Cheap chic Uniqlo booms in deflationary Japan
TOKYO - Tokyo's high-end shopping district of Ginza was back at its booming best this week with hundreds of shoppers queueing up to spend their cash, in an echo of Japan's bubble years.
Around 450 people lined up on one block, eager to splurge more than 40,000 yen ($500) on the new iPad, the latest in a long line of must-have electronic gizmos that a certain sector of Japanese consumers crave.
But at about the same time, another 1,000 people were queuing just a few streets away to bag a clothing bargain as Uniqlo threw open the doors of the largest store in an ever-expanding global empire.
"I've been waiting since 5:30 this morning," said 23-year-old Tsubasa Okamoto.
"I would like to see their new offerings in the designer's collaboration line. But most of all, I like their products for the price."
And with a pair of cotton trousers or a t-shirt for as little as 990 yen ($12), the attraction is obvious.
Prices like these are a reminder that while Ginza is buzzing again, not everyone has come for the designer brands and exclusive lines that made the area one of the priciest in the world to do business.
Rubbing shoulders with the likes of Louis Vuitton and Hermes has its costs.
Government records show land near Uniqlo's new store sold just over a year ago for 20 million yen ($234,000) per square metre (11 square feet).
But Uniqlo, and a host of other cheap-chic brands like H&M, Zara and Gap, are banking on the fact that a country once famous for its sky-high prices has fallen in love with a bargain.
Parent company Fast Retailing began Uniqlo in 1949 as a small clothing shop for men in western Yamaguchi prefecture.
It came of age after Japan's bubble burst around 1990 when the Nikkei 225 stock index fell through the floor and the champagne years of rabid growth came to a shuddering halt.
Many lambasted Uniqlo and all it stood for at the time as a symbol, or even a cause, of the vicious deflation that was to run the once unstoppable economy ragged over the next two decades.
But with Japan's politicians seemingly unable to staunch the wound and re-float Asia's second largest economy, Uniqlo has pounced, turning customers' ever decreasing spending power to its advantage and becoming one of the country's most successful companies.
"This store is the best of all for us," said Uniqlo chief executive Tadashi Yanai Friday at the opening of the 12-floor, 5,000 square metre shop on Ginza's glitzy "Chuo Dori" high street.

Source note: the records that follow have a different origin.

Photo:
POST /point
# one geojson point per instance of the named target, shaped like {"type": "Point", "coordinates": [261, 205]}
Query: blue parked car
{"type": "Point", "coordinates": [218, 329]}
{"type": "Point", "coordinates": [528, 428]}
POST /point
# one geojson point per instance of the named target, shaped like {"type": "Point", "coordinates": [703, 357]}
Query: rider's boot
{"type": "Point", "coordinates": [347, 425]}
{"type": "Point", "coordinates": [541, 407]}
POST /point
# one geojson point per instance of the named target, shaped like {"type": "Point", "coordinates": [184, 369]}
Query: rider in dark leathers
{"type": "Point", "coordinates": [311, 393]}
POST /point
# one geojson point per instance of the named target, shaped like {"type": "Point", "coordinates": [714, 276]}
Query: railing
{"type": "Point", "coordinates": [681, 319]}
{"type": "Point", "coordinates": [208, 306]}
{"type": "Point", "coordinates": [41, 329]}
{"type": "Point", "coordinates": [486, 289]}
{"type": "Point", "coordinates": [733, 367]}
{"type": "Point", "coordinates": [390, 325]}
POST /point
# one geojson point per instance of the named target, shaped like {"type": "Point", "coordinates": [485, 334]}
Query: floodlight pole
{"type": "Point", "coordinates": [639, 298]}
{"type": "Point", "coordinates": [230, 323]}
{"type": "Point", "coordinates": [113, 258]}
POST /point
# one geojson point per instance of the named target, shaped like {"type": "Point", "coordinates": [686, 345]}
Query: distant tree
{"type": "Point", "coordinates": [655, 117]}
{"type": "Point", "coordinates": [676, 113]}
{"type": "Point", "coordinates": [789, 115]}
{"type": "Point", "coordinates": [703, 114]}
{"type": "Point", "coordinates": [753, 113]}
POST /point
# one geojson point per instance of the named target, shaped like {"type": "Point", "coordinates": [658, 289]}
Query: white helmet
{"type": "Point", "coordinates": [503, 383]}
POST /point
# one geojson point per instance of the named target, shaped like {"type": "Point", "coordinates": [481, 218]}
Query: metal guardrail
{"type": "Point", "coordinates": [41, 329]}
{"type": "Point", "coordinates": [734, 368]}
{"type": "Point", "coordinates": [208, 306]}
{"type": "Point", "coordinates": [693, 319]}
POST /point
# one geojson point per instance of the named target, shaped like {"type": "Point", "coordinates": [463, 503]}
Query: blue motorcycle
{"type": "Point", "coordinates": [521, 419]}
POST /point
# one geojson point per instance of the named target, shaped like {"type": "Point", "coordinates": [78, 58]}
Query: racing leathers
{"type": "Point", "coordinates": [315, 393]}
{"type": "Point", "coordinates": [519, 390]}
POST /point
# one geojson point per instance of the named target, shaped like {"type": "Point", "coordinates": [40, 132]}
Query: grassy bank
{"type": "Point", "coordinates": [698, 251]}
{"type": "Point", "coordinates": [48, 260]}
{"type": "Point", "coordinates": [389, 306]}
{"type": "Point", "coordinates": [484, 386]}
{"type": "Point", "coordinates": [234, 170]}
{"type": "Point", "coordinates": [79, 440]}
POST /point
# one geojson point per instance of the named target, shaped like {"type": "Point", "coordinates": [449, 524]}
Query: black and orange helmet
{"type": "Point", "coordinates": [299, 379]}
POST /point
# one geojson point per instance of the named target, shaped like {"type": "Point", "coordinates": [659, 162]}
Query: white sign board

"We don't hear much good news these days. I think it is good news that we were able to open this store."
After opening megastores in cities including New York, London and Paris, Uniqlo has now shifted its focus to rapidly growing Asia, operating in Shanghai, Taipei and Seoul.
Yanai said the Ginza shop will be the launch pad for a full-fledged expansion across the booming continent.
"(Ginza) is Japan's largest gateway to the global market," said Yanai, who is looking at 100 new stores in Asia in the year to August 2012.
"Unfortunately, Japan is in a state of deadlock due to the ageing population, the low birth rate and politics being in deadlock.
"But when I look at Japan as a part of Asia, a member of the world, I feel excited about the gigantic potential."
Japan's economy, while still large by any measure, is struggling.
Its greying population is less keen to spend, its export markets are suffering in the global downturn and a mood of austerity persists from last year's devastating earthquake and tsunami.
But it is this uncertainty and crimped spending power that is Yanai's secret weapon.
"This trend of price cutting is happening throughout the world, not just in Japan," he said. "I think it will become an even stronger trend in Japan. It will allow more and more people to enjoy shopping."
Keiji Kanda, an economist at Daiwa Institute of Research, said Yanai was definitely on to something with his assessment.
"About one-third of workers in Japan are part-timers, and many of them are the main breadwinner for the household," Kanda said.
"Once companies lay off full-time workers and get away with part-timers, they do not go back.
"Under these circumstance, it is true that consumers are becoming more sensitive about prices."